Today at Petco, I was surprised to see that they had live plants. They had most in fish tanks, but I was looking at ones that were in tubes.

I was about to purchase both amazon sword and assorted anubias when I turned around and saw marimo moss balls. I then bought the moss instead of my original plan.

My question is, how would I care for amazon sword and assorted anubias? I might go back and buy them, but only if I know what the requirments are.

Also, approxiamently how big would they get?

Thank you.


----------



## teeneythebetta (Apr 29, 2012)

Lizzie the Badger said:


> Today at Petco, I was surprised to see that they had live plants. They had most in fish tanks, but I was looking at ones that were in tubes.
> 
> I was about to purchase both amazon sword and assorted anubias when I turned around and saw marimo moss balls. I then bought the moss instead of my original plan.
> 
> ...


here is some info on the amazon swords: http://www.liveaquaria.com/product/prod_display.cfm?c=768+802&pcatid=802

There are different types of anubias, so you might want to look up info on the different types and try to identify it. Each petco is different, but mine only carries anubias nana labeled "assorted anubias"
Some anubias get really big.
anubias nana:
http://www.aquariumdomain.com/viewFreshwaterPlantSpecies.php?plant_freshwater_id=6


----------



## Tikibirds (May 26, 2011)

> how would I care for amazon sword and assorted anubia


You plant it. Just kidding 

From what I have read about the swords, they do best planted in soil in tanks that you wont be doing 100% changes because they will develop really long roots. 
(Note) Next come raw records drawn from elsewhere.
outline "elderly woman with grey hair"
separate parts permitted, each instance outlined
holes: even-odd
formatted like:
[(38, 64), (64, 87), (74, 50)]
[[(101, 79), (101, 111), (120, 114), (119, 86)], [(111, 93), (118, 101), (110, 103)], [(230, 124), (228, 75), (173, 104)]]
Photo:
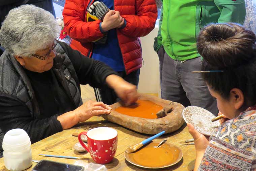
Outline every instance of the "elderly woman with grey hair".
[(8, 130), (21, 128), (34, 143), (92, 116), (110, 113), (110, 107), (102, 102), (83, 104), (79, 84), (108, 86), (127, 104), (137, 100), (136, 86), (103, 63), (57, 41), (59, 33), (53, 15), (33, 5), (11, 10), (3, 22), (1, 140)]

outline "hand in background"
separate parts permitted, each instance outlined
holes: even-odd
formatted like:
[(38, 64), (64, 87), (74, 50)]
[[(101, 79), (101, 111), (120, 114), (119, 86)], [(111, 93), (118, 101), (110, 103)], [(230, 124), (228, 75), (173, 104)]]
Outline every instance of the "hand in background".
[(102, 114), (109, 114), (111, 108), (102, 102), (89, 100), (74, 110), (78, 121), (84, 122), (92, 116)]
[(124, 19), (120, 15), (119, 11), (110, 10), (104, 16), (101, 27), (103, 32), (106, 32), (118, 27), (121, 27), (124, 22)]

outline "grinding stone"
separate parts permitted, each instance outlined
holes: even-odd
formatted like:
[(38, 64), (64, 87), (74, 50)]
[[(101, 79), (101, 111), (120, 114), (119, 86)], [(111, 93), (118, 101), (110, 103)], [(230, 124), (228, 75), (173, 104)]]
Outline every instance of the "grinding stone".
[(84, 152), (86, 151), (79, 142), (74, 145), (73, 148), (74, 148), (75, 150), (78, 152)]

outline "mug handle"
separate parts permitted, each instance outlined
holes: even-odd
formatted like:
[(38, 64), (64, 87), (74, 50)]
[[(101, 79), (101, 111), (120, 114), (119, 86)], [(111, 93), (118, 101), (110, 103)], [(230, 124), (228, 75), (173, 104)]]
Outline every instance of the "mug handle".
[(82, 140), (82, 139), (81, 138), (81, 136), (82, 135), (84, 135), (86, 136), (87, 137), (87, 139), (88, 139), (88, 136), (87, 136), (87, 132), (82, 132), (80, 133), (79, 133), (78, 135), (78, 140), (79, 141), (79, 142), (80, 142), (80, 144), (81, 144), (81, 145), (82, 146), (82, 147), (83, 147), (84, 148), (85, 148), (85, 150), (86, 150), (87, 151), (90, 153), (90, 151), (89, 150), (89, 149), (88, 148), (88, 147), (85, 144), (85, 143), (84, 143), (84, 141), (83, 141), (83, 140)]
Anubias is a low light floating plant. Do not bury the roots or they will rot. Either tie it down to something or let it float. I have seen 2 kinds at petco in the tubes. A smaller one with more round leaves and a taller one with narrow leaves. The one with narrow leaves seems to not care where it lives. I put it in my tank before i had the light and it get very little natural light. It didnt yellow, rot, die and was perfectly fine. Recently I got the smaller one with round leaves..not sure what it's problem is but some of the leaves are yellowing and the roots are getting squishy. I'm thinking maybe it needs more light then it's getting in my other tank. I may place it in the tank with the light and see if it does better. 
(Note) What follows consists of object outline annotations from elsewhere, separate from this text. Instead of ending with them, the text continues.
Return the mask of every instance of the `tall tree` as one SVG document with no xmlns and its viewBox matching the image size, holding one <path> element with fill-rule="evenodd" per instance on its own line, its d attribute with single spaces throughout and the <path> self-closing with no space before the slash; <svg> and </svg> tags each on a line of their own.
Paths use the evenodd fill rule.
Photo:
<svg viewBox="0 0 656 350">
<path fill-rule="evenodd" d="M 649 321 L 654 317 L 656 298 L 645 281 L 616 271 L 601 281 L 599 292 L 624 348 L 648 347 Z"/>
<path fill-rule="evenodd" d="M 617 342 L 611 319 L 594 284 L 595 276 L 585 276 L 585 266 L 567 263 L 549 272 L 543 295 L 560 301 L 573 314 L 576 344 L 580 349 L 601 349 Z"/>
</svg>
I think the smaller one is this--->http://www.shop.plantedaquariumscentral.com/ANUBIAS-BARTERI-VAR-NANA-nana01.htm


----------



## starrlamia (May 3, 2012)

i wouldnt recommend the sword unless you have a large tank, they get huge.


----------



## Lizzie the Badger (Jun 12, 2012)

Thank you everyone!

Teeneythebetta- I believe it was nana anubias. They had some in the fish tanks attached to rocks (most likely lava rocks) so that the rhizome wasn't buried in the surface. I might get it. Looks like a great plant!

Tikibird- Lol! I walked right into that one ;P
Like I told Teeney, I believe it was anubias nana. 


Starrlamia- Okay, not getting that one xD


----------